There are inconsistent results in the scientific literature concerning the influence of EMFs emitted by cell phones on the human EEG. Our results clearly indicate that the cell phones may directly influence the human brain. This may be a direct influence of the EMFs on nervous system, since the EMFs were shown to induce afferent electrical signals like other stimuli within the human brain (see Marino et al., 1996). Consistent with our results, it was found previously that the brain electrical activity changes during exposure to EMFs (Bell et al., 1992; Lebedeva et al., 2000; Reiser et al., 1995); inconsistent with our results, it was reported that EEG was not affected by active cell phones (Hietanen et al., 2000; Roschke & Mann, 1997). Recently, Croft et al. (2002) have reported that exposure to acute mobile phone operation altered the resting EEG, decreasing 1-4 Hz activity, and increasing the 8-12 Hz activity and the midline frontal and lateral posterior responses in the 30-45 Hz band. These authors found alterations in awake EEG, but did not find any increase in delta wave activity, contrary to our results. Croft et al. (2002) discussed the possible origins of the inconsistent results on the effects of mobile phones on the human brain. It is indeed possible that sitting on a chair for a long time would cause drowsiness in the subjects, but we required the subjects to keep their eyes open and keep awake during EEG recordings.

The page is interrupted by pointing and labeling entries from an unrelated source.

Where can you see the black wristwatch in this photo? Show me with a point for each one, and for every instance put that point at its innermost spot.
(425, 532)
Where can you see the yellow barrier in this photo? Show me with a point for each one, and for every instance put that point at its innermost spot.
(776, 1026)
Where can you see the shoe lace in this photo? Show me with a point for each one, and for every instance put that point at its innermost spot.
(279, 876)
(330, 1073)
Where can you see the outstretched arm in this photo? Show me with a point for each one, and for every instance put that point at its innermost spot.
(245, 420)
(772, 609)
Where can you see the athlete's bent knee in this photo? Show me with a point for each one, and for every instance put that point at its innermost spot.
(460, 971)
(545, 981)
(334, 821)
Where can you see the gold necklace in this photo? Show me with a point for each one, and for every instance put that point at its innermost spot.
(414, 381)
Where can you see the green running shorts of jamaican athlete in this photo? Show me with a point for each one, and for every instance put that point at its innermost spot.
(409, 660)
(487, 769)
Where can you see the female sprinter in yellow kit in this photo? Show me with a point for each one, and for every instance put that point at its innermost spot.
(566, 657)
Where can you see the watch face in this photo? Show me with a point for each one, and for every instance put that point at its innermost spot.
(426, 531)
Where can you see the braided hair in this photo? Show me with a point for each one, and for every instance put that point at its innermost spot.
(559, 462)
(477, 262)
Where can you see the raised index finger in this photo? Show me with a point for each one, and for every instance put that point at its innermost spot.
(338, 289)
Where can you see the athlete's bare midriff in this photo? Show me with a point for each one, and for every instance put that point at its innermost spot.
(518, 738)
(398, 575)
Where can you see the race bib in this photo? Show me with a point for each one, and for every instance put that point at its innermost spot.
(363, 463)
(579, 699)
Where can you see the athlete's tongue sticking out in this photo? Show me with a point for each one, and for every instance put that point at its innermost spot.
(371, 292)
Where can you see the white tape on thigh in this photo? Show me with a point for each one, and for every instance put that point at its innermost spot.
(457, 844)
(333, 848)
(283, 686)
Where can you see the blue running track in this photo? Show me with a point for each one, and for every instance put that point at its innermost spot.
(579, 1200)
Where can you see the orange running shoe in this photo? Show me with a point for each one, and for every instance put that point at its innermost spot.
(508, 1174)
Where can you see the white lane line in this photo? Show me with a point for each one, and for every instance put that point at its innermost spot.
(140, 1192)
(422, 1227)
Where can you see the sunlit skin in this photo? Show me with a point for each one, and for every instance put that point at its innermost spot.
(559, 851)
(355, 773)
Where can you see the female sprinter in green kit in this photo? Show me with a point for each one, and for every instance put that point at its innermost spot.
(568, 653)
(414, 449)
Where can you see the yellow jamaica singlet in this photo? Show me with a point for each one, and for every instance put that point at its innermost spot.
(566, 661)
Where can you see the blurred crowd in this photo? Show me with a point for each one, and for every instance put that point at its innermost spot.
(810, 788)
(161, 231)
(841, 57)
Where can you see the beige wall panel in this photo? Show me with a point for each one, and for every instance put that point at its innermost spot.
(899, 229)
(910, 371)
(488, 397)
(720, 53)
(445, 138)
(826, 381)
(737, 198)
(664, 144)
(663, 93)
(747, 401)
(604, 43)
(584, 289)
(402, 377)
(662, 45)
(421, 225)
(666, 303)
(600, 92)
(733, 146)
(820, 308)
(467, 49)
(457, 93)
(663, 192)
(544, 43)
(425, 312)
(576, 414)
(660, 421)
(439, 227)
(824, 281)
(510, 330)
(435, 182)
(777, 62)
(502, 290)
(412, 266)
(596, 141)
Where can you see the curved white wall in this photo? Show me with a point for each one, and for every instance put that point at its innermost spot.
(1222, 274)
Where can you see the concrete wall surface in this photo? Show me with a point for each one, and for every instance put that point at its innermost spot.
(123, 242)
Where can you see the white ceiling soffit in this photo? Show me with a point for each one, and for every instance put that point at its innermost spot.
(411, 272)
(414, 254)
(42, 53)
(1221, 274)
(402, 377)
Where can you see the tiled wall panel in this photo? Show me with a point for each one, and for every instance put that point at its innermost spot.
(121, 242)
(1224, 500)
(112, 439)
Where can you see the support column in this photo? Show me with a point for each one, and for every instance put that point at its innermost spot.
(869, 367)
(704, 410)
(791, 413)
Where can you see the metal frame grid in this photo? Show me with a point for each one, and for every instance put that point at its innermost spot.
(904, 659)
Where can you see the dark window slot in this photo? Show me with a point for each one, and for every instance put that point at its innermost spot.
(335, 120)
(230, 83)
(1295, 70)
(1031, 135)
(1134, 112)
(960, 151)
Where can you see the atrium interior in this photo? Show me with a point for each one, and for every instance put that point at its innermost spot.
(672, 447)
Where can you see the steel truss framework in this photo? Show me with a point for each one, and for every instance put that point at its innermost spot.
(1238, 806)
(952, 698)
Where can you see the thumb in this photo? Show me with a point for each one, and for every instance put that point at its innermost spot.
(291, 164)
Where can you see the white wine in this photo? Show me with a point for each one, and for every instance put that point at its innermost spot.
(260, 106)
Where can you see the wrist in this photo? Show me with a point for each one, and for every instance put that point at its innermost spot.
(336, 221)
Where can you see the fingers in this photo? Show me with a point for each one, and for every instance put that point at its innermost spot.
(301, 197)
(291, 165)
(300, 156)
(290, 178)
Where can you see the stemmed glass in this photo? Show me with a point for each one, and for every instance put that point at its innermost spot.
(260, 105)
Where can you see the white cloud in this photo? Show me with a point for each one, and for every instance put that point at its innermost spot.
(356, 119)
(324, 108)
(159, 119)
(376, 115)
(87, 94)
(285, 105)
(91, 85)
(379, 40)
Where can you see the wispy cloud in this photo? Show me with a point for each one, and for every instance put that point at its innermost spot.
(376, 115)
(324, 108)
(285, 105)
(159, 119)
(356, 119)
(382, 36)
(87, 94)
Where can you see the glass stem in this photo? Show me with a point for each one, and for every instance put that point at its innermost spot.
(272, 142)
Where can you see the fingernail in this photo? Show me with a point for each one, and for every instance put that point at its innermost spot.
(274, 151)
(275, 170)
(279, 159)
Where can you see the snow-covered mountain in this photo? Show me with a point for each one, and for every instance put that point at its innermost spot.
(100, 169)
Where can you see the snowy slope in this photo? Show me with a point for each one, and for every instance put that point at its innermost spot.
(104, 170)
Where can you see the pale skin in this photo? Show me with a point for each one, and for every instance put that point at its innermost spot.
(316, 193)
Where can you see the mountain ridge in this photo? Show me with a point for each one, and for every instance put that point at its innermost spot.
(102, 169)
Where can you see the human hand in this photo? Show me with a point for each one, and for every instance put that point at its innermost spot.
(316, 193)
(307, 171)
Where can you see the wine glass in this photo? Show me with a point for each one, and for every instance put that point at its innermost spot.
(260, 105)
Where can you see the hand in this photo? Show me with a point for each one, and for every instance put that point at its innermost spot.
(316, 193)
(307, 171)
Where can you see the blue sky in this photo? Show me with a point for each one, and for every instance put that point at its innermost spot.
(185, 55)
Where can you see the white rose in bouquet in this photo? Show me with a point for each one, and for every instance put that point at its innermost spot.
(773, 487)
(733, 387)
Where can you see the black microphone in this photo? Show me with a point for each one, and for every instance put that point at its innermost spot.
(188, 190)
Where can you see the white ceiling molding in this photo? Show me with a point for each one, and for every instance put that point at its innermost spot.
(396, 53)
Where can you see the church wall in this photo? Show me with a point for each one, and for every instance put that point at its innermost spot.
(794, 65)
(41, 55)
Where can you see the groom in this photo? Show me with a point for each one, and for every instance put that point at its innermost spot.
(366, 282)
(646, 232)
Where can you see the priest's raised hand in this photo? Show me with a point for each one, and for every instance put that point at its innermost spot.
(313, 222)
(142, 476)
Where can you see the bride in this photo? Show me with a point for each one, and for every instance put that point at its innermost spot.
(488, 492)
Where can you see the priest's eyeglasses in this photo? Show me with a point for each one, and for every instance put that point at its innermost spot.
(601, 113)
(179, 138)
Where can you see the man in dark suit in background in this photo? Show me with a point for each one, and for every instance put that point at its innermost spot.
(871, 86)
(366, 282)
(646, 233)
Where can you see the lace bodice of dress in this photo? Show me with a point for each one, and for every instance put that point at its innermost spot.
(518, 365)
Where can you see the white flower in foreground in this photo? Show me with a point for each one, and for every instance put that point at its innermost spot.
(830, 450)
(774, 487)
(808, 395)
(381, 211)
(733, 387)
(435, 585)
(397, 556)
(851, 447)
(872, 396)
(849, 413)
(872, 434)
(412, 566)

We studied the effects of the EMFs emitted by cellular phones on the human EEG in adults and children. The EEG was found to show normal activity during exposure, except a slight increase in the global median frequency. However, a short-lasting slow-wave activity occurred after a latent period of 15-20 s after turning on the phone. We observed these slow-waves, within the delta range, periodically in every 15-20 s. After turning off the phone, they progressively decreased in amplitude and disappeared in ten of min. We have concluded that the EMFs emitted by cell phones may be harmful for the human brain, since the delta waves are pathological if seen in awake subjects. On the other hand, the slow wave activity was more pronounced in children than adults, indicating that the children may be more vulnerable to the adverse health effects of mobile phones than adults, probably because absorption of microwaves is greatest in an object about the size of a child's head (Gandhi et al., 1996); the radiation can penetrate the thinner skull of an infant with greater ease. We are seriously concerned about possible risks to human brain from cell phones.